The news in the US at the moment is that G.W. Bush is replacing top military, intelligence and state department people and preparing a ’surge’ - a clinical and detached word for more troops in Iraq.
In the evangelical blogosphere around the world, many of us have simply stopped posting about the Iraq war. I’ve been wondering why, even as I read two more Hussein loyalists are to be executed this weekend. I also read predictably, that the Iraq witness with the cell phone was arrested. I read about the meeting of Iraq and US officials, I read about the US helicopter transport. I read about the last minute consultation with Muslim religious leaders. Most people around the world knew the day the former Iraq leader was dragged out of his hole he was a dead man. We didn’t know three defense authorities would die, we didn’t know a lot of things. But we did know a dead man walking.
I read a comment last week mocking the Catholic Church for speaking out on the execution of Suddam Hussein. I wish now I’d bookmarked it to prove I’d read it. It was on an evangelical blog and it was so far into it’s own reality, I was left speechless. The poster believed the Catholic Church had no authority to say anything about the death penalty because the belief was the Roman Catholic Church didn’t speak up for the lesser known. No mention was made of of Protestant groups that spoke out around the world.
What has the evangelical community in the US said?
Like me, pretty much nothing.
Brian MacLaren posted at God’s Politics at Beliefnet and asked what I call the front line trauma question. “How do you feel”…about…the execution of Suddam Hussein?
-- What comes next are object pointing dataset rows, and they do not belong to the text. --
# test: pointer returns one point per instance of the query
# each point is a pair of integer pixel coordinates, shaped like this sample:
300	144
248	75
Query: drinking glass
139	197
Are the comments under the post surprising?
No.
He is predictably attacked, some commenters are short on facts and quick to miss the nuance of what he posed. Not everyone did, but careful and honest voices are drowned out. This is not fair of me, but I find myself wondering if some are paid to dominate and inhabit certain comment sections to distract, mock, bible thump and silence. Desperate, partisan and cocky anger has continued to be something many of us have seen online prior to the US invasion of Iraq in pockets of US evangelicals. I do not believe silence is always complicity. Sometimes it is wise to walk away from foolish argument, and do I not always know when it is time to break silence with my fellow man.
I think it’s time to read Imperial Life in the Emerald City.